I am struggling mightily with some low-level things in Gladius. This not Gladius' fault nor do I think it entirely my own. Gladius is a very new project and the folks behind it are wisely not trying to support everything out of the gate. I suspect that I ought to move on to explore more of what Gladius does support, but darn it, I would sorely like to make sure that I understand some of these concepts. Specifically, I would like to map an image onto a sphere (rather than onto the triangles comprising the sphere).
Happily, I can do that by working directly with Gladius' rendering backend, CubicVR.js.
I start by copying CubicbVR.js and the sphere example from CubicVR.js into my project, updating the HTML with my paths. Then I change the projection mapping image to mine:
var sphereMesh = new CubicVR.Mesh({ primitive: { type: "sphere", // ... material: { color: [80/255, 200/255, 120/255], specular:[1,1,1], shininess: 0.9, env_amount: 1.0, textures: { color: '/images/rygb.png' } }, uv: { projectionMode: "spherical", projectionAxis: "y", wrapW: 5, wrapH: 2.5 } }, compile: true });With that, I get:
Are you kidding me?! That should be white with primary color dots near the poles. What did I do wrong? To begin to answer that, I swap my
textures
definition for the one bundled in CubicVR.js:var sphereMesh = new CubicVR.Mesh({ primitive: { type: "sphere", // ... material: { // ... textures: { color: "/images/cubicvr_js/2576-diffuse.jpg", normal: "/images/cubicvr_js/2576-normal.jpg", bump: "/images/cubicvr_js/2576-bump.jpg", envsphere: "/images/cubicvr_js/fract_reflections.jpg" } }, // ... } }, compile: true });With that, get:
Damn, that's pretty. I very much look forward to learning what
normal
, bump
, and envsphere
textures do, but for now I just hope to figure out what is wrong with my attempt. Perhaps the issue is that I do not have those settings? textures: {
color: "/images/cubicvr_js/2576-diffuse.jpg",
// normal: "/images/cubicvr_js/2576-normal.jpg",
// bump: "/images/cubicvr_js/2576-bump.jpg",
// envsphere: "/images/cubicvr_js/fract_reflections.jpg"
}
No, without those the sphere is not quite as nice, but it is still much cooler than mine:So what is the problem with my image? Is it because I am using a PNG instead of a JPEG? Do I need specialized image properties?

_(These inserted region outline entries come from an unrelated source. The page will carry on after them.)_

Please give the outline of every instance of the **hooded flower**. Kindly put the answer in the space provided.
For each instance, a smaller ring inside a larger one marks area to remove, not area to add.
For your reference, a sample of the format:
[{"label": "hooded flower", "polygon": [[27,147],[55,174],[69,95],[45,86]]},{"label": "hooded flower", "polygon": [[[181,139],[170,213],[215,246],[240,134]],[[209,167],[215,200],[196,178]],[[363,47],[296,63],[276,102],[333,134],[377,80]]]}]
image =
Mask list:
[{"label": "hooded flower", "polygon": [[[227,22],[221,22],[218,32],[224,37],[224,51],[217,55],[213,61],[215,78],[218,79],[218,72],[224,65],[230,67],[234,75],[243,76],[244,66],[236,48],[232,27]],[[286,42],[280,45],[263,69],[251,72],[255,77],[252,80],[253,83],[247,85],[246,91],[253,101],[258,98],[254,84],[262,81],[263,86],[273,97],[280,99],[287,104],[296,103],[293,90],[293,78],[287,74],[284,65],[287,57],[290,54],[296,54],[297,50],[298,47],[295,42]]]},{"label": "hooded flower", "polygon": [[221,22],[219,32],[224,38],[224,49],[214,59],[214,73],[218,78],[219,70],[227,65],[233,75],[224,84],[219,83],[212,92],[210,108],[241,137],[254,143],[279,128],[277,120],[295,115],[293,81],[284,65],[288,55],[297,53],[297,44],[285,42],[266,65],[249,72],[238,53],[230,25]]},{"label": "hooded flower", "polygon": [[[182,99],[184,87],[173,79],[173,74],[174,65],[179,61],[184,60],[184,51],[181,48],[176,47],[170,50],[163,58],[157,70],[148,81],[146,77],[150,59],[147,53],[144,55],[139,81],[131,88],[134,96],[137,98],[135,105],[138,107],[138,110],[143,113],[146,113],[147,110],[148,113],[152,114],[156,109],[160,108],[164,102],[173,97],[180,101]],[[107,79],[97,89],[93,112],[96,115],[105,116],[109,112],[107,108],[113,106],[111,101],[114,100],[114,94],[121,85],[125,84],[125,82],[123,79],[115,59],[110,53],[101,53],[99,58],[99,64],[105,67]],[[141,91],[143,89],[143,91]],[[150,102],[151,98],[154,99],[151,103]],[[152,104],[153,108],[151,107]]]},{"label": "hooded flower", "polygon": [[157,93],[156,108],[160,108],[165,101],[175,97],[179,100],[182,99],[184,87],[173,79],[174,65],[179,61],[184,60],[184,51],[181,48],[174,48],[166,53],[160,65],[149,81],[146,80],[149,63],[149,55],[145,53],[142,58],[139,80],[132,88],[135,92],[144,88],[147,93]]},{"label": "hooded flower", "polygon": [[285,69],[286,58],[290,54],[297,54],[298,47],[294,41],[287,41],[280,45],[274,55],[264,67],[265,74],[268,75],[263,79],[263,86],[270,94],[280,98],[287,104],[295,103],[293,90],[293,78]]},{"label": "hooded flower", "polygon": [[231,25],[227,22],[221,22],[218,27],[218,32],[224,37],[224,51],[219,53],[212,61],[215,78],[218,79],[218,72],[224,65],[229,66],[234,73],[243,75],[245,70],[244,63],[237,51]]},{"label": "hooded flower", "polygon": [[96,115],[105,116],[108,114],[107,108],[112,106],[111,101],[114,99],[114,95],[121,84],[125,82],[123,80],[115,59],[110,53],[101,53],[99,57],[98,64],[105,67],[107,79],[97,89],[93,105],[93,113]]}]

➜ gladius-my git:(master) ✗ identify public/images/cubicvr_js/2576-diffuse.jpg public/images/cubicvr_js/2576-diffuse.jpg JPEG 256x256 256x256+0+0 8-bit DirectClass 23.7KB 0.000u 0:00.000 ➜ gladius-my git:(master) ✗ identify public/images/rygb.png public/images/rygb.png PNG 200x200 200x200+0+0 8-bit DirectClass 6.09KB 0.000u 0:00.000So first, I create a 256x256 version of my PNG and...
It works.
So was that my problem back in Gladius? It is easy enough to find out. I set my "procedural" mesh to:
var mesh =
{
points: points,
faces: faces,
uv: uv,
uvmapper: {
projectionMode: "spherical",
projectionAxis: "y",
wrapW: 5,
wrapH: 2.5
}
};
And the "procedural" material to my 256 pixel image: return {
textures: {
color: '/images/rygb_256.png'
},
opacity: 1.0
};
With that, I get:There was no change. The image is still projected on each individual face in the sphere that I manually generated last night. Dang it.
I wonder...
I had tried doing "primitive" spherical definitions like that previously in the procedural mesh. I wonder if my lack of success then was the 200 pixel image. Again, it is easy to check. I copy the "primitive" sphere definition directly out of the working CubicVR.js sample and paste it into the procedural mesh:
mesh = {
primitive: {
type: "sphere",
radius: 1,
lat: 24,
lon: 24,
material: {
textures: {
color: '/images/rygb_256.png'
}
},
uv: {
projectionMode: "spherical",
projectionAxis: "y",
wrapW: 5,
wrapH: 2.5
}
},
compile: true
};
With that, I get:Yay! I can finally generate spheres and do simple projection mapping onto them. Breaking a problem down to smaller parts actually works. I should try it more often.